– Говорили же когда-то: «Дойти до каждого».
– Вот и Черномор, как человек фольклорный, интуитивный, о том же самом толковал: чтоб управлять страной, нужно уметь с рабочими поговорить в курилке. А ты пойди им академика туда отправь, в курилку! Он и не курит, и смысла мата не понимает – так что не сможет управлять этим коллективом.
– Да… И с диссидентами та же картина. Вот в Чехии – компактной и насквозь диссидентской – Гавел мог говорить с огромным количеством народа. Без проблем. А наш диссидент находил понимание только среди своих, у диссидентов же и в околодиссидентских кругах. Страшно далеки они от народа! А солдаты, пролетарии, колхозники – как с ними? Им вместо политических свобод нужна хорошая кормежка. Так что диссиденты не могут управлять Россией.

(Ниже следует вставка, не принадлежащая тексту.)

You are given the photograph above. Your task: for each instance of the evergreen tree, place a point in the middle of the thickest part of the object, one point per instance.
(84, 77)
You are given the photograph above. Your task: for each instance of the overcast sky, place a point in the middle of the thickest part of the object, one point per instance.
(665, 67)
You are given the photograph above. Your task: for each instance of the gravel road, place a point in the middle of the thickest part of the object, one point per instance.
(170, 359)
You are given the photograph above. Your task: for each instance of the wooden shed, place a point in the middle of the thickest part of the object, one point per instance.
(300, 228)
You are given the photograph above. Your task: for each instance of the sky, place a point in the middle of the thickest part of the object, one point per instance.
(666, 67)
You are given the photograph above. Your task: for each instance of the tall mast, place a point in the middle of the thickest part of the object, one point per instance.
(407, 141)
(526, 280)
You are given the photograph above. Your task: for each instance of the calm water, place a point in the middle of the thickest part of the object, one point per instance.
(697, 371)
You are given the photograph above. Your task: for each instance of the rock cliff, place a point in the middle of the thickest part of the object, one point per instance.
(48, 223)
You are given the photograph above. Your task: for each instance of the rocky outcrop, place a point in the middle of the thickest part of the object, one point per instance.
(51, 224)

– Ну, не скажи… Если диссидент умный, то он мог бы…
– Мог бы, так управлял бы.
– Вот я сейчас вспомнил про Китай. Кто такой Дэн Сяопин? Типичный диссидент. Мао его в лагерь сослал. Он из лагеря вышел, затаился. Потом Хуа Гофэн, потом банда четырех, потом раз – и Дэн генсек. И сказал: «Мао, коммунизм – все это единственно верное, но мы будем учитывать китайскую специфику». Обращаю ваше внимание – диссидент.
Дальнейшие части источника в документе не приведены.